The Zambian leader, who was elected into office last August, says a salary was not his motivation for seeking public office.

Zambian President Hichilema
Hichilema's net worth is estimated to be in the millions of dollars and he has previously been reported to hold shares in local hotels and the cattle processing industry as among his income sources [Andy Buchanan/AFP]

Zambia woke up on Monday to a social media frenzy over the knowledge of its president having gone the entire eight months since his election without pay.

The ministry responsible for paying presidential wages and allowances had claimed that Hakainde Hichilema has forgone wages “in his interest to serve the public”.

In response, Hichilema, who was elected president last August, said a salary was not his motivation for seeking public office.

“The issue of the salary is a non-issue because money was not our motivation for seeking public office and not that the government was not willing to pay,” he told reporters on arriving in the country’s southern city of Livingstone, where he is due to receive Rwandan President Paul Kagame on a state visit.

“It is just that I have not paid attention to that [presidential salary]”, he added. “My intention and motivation is to see how we can better the lives of the people.”

Hichilema, 59, an economist and businessman with local and international links, became president after a 15-year haul in the opposition, defeating then-incumbent Edgar Lungu by more than a million votes.

His election followed campaign promises to heal an ailing economy by rooting out corruption and creating jobs for the masses, especially youths.

But his wealth came up for scrutiny during the elections as political opponents claimed that he made his fortune from association with the controversial privatisation of state assets in the 1990s.

Sean Tembo, a leader of the country’s Patriots for Economic Progress party and one of Hichilema’s fierce critics, said it was OK for Hichilema to forfeit his wages because “he had failed to deliver on his campaign promises”.

Hichilema’s decision is still being seen by some as a humane gesture amid a tough economic period for the country but is not an entirely new idea in Zambia.

In 2016, his predecessor Lungu took a 50 percent pay cut and three years later, another of between 15 and 20 percent to support government austerity measures introduced to meet the country’s debt repayment obligations.

He extended the 2019 decision to his highly paid cabinet appointees, but Hichilema’s United Party for National Development then described the move as deceptive.
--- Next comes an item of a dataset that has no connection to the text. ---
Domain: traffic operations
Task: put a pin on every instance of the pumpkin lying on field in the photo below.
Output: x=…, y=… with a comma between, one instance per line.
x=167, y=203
In 2018, Lungu’s government amended legislation around presidential emoluments and allowances which saw the president start earning 40,653.25 kwacha ($2,307) in a monthly salary and 10,784.41 kwacha ($612) in monthly allowances.

Since his election, Hichilema has also been residing in his private residence in New Kasama, a plush residential area of the capital, Lusaka, miles away from Nkwazi House – the official residence of the Zambian president located within State House grounds.

There was however no indication that Hichilema had given up other presidential benefits.

Hichilema’s net worth is estimated to be in the millions of dollars and he has previously been reported to hold shares in local hotels and the cattle processing industry as among his income sources.

He did not publicly declare his assets prior to the August polls, as the law did not compel candidates to do so.

Lungu had threatened Hichilema with arrest if he had won re-election, saying the then opposition leader had a lot to explain for how he became wealthy yet the privatisation process left the majority in squalor.

Other African leaders to have previously taken pay cuts in the last two years include South African President Cyril Ramaphosa, Ghana’s Nana Akufo-Addo, Malawi’s Lazarus Chakwera and Uhuru Kenyatta of Kenya.